The evaluation of ease of use was based on comparisons to previous Space and Naval Warfare Systems Center Pacific (SPAWAR) experience with dye and particle tracer studies. The use of magnets for collection of particle tracers was easier and faster compared to collecting water samples with suspended tracers followed by filtration to collect solid tracer particles. The use of laboratory spectrofluorometric techniques to quantify tracer levels was a distinct advantage over standard analysis techniques of counting fluorescent particles under a microscope. Overall, the Partrac methodology and the dual-signature nature of these tracers proved “easier” to complete both field and laboratory aspects of a particle tracer study, in comparison to standard (mono-signature) tracer studies.
This effort provided an innovative and cost-effective methodology for tracking sediment particles (and associated sediment contaminants) to specific sources and dischargers in water bodies affected by DoD activities.
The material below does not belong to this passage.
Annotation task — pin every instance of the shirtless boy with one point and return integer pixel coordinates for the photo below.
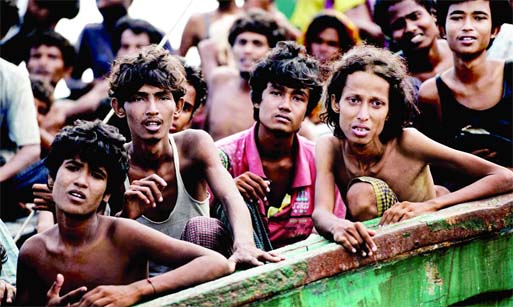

This methodology is based on demonstrated scientific procedures and supports the correct assignation of regulatory enforcement to DoD and other users, resulting in appropriate cost distributions for compliance and restoration. This project has potentially far reaching benefits for DoD by directly linking sediment contamination to particular sources, thereby allowing any upstream corrective actions and downstream remedial costs to be applied to the correct potential responsible party. (Project Completion - 2018)
Collins, A.L., Y.S. Zhang, D. Duethmann, D.E. Walling, and K.S. Black. 2013. Using a Novel Tracing-tracking Framework to Source Fine-grained Sediment Loss to Watercourses at Sub-catchment Scale. Hydrological Processes, 27:959-974. doi.org/10.1002/hyp.9652.